The Category of Representations of a Group Do people study the category of representations of a compact finite group (not just irreducible ones)?  I'm more interested in small cases like S_3 and SU(2) but I'd be curious about general cases like $S_n, SU(n)$.  These must be tensor categories since - well... they admit tensor products and direct sums.  Can these representations be considered a ring?
** What does this category look like in the case of S_3?
 A: In what sense is $SU(n)$ a finite group?  Perhaps your question is about compact (including finite) groups?  In that case, the representation theory is very well understood.  For compact groups, my favourite reference is the book by Bröcker and tom Dieck Represetations of compact Lie groups.  Section II.7 describes the representation ring in general and introduces the Adams operations,... and then Section VI.5 contains the structure of the representation rings for the simply-connected classical Lie groups.

I should have added that the representations only form a semiring under direct sum and tensor product.  The representation ring is obtained from this by the standard Grothendieck construction.  You essentially have to add so-called virtual representations.
The book I mentioned does not treat the case of infinite-dimensional representations, though.  Perhaps someone here can say more about this case.

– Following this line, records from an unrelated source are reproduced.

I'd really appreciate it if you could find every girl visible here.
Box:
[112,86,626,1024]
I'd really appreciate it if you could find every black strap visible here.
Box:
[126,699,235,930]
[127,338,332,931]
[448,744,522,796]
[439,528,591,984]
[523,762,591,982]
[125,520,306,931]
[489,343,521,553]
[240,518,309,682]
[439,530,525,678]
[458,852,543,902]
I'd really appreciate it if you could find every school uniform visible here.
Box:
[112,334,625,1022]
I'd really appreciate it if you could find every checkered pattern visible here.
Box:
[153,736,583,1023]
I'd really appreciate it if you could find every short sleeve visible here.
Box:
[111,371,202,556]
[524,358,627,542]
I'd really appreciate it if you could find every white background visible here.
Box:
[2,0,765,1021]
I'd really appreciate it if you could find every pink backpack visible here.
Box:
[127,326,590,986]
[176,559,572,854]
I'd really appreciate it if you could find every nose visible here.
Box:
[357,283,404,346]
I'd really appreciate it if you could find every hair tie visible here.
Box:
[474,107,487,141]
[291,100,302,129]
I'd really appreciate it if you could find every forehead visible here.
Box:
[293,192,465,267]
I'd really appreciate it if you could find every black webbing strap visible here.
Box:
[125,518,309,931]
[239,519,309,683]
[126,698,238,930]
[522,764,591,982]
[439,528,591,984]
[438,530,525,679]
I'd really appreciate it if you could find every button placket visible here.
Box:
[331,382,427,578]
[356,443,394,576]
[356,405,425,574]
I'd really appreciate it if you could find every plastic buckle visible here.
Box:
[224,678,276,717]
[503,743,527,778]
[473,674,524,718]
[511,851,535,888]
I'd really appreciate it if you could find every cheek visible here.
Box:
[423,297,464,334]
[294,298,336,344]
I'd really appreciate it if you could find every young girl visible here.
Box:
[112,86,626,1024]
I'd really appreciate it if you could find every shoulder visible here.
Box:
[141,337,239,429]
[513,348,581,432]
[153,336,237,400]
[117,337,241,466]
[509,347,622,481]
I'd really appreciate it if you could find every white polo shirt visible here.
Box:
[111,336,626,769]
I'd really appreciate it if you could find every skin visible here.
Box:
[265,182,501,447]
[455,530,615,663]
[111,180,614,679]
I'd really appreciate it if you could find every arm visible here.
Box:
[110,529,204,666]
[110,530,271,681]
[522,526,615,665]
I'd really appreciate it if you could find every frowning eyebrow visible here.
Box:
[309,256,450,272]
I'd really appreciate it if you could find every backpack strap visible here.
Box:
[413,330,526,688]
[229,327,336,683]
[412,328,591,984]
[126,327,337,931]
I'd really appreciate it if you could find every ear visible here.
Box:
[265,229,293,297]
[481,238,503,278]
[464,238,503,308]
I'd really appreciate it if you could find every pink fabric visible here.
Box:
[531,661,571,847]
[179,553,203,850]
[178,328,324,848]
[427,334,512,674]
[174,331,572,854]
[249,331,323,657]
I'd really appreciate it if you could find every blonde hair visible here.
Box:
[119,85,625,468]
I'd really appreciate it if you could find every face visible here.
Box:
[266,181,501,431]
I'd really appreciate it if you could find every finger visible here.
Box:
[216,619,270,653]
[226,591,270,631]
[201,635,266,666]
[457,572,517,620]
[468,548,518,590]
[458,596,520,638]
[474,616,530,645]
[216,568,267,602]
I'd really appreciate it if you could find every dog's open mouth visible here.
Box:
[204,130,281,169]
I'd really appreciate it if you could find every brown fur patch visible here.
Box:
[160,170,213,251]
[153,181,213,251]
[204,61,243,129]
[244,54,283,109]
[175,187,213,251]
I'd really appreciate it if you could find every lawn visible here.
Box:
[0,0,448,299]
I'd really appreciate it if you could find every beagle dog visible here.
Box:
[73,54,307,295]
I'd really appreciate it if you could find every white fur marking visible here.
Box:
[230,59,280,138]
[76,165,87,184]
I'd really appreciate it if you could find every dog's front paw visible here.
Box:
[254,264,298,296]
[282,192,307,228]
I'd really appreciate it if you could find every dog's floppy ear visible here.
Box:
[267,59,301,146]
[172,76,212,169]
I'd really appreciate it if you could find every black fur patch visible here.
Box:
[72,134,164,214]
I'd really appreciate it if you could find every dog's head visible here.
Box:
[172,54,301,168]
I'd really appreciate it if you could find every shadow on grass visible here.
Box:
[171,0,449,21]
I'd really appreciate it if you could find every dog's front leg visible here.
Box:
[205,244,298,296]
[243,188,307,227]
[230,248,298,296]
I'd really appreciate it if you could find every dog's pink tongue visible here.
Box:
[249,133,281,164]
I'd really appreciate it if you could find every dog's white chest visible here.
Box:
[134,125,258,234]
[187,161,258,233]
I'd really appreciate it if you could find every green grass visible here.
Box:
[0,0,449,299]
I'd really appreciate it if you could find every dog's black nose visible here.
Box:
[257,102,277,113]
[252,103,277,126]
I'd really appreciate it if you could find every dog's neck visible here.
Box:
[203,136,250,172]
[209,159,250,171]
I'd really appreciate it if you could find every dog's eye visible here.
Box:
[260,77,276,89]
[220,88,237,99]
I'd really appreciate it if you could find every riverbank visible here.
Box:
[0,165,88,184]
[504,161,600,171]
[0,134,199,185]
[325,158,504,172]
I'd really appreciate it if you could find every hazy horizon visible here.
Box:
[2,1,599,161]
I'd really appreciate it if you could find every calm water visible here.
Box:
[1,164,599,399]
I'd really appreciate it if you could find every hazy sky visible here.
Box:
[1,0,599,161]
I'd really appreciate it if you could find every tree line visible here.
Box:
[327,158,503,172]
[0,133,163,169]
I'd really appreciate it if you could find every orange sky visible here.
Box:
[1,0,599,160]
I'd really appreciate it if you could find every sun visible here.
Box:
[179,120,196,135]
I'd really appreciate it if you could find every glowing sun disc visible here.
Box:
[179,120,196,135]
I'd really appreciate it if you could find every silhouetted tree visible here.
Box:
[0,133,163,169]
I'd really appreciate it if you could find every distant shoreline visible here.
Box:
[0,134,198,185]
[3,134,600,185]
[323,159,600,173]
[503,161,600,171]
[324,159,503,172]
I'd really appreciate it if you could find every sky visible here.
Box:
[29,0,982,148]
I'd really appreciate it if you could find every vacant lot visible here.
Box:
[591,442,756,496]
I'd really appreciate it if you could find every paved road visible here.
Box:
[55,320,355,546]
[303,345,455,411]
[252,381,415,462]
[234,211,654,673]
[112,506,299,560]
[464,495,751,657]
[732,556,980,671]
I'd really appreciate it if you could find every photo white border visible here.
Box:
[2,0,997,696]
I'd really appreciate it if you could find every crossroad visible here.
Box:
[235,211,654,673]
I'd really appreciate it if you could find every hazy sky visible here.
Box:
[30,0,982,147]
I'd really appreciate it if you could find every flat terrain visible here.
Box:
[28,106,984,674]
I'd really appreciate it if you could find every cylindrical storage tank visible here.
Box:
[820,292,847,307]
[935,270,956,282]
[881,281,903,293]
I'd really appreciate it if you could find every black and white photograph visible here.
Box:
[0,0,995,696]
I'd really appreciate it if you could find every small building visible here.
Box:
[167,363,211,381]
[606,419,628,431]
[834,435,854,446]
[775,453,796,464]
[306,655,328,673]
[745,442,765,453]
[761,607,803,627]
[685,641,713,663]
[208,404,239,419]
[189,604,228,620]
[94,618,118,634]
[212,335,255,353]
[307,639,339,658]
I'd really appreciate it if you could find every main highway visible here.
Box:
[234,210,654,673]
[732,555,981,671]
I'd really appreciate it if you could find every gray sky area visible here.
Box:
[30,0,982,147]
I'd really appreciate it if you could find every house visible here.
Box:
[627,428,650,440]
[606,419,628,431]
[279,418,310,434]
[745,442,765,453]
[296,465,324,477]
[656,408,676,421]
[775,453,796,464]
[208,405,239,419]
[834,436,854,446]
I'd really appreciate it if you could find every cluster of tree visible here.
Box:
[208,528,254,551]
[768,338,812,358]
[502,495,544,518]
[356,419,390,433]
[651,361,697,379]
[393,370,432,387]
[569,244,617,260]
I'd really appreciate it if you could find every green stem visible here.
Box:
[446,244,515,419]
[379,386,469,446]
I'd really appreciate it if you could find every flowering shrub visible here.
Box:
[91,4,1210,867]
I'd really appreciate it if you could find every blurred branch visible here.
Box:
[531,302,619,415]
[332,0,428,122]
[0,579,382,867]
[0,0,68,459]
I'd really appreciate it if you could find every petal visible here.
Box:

A: In the finite case at least, the answer is yes. It is a tensor category, and one fundamental result is that the category of representations of G is equivalent, as tensor categories, to the category of $\mathbb{C}G$-modules, where $\mathbb{C}G$ is the group algebra. The same holds if you just look at the finite dimensional representations, and finite dimensional modules if I remember correctly.
As for considering it as a ring, the answer is also yes, if you allow formal combinations of them (so called virtual representations) (thanks for pointing that out Jose and Qiaochu!). It has a basis the irreducible representations, and the multiplication is the tensor product, with the trivial representation as 1.
A: The category Rep(G) is a symmetric tensor category, and it is a theorem that this structure determines G (Tannaka-Krein duality, but I'm not familiar with it).  Each object is dualizable because there is a dual representation, from which appropriate evaluation and coevaluation maps can be constructed.  The unital object is the trivial representation.
(Incidentally, a symmetric tensor category is a kind of categorification of a commutative ring.)
In the finite case, It is a fusion category because there are finitely many simple objects, there is rigidity as stated above, and because $\mathbb{C}[G]$ (or more generally $k[G]$ for $k$ a field of characteristic prime to the order of $G$) is a semisimple algebra (Maschke's theorem).  Semisimplicity is also true for continuous finite-dimensional representations of compact groups by the same "averaging" argument used in Maschke's theorem, though the group algebra is not necessarily semisimple.    In the finite group case, the number of simple objects is equal to the number of conjugacy classes in G.  In the infinite group case, for instance, the rotation group $SO(n)$ has infinitely many irreducible finite-dimensional representations obtained by the action on the spherical harmonics of various degrees (i.e. harmonic polynomials restricted to the sphere).  
In the case of S_n, generators of this ring can be indexed by the Young diagrams of size n.  The relations are given by the tensor product rules, and while the Pieri rule gives a special case of this, as far as I know, there is no a simple general way to express the tensor product of two representations associated to Young diagrams as a sum of Young diagrams.
However, there are apparently algorithms to do this.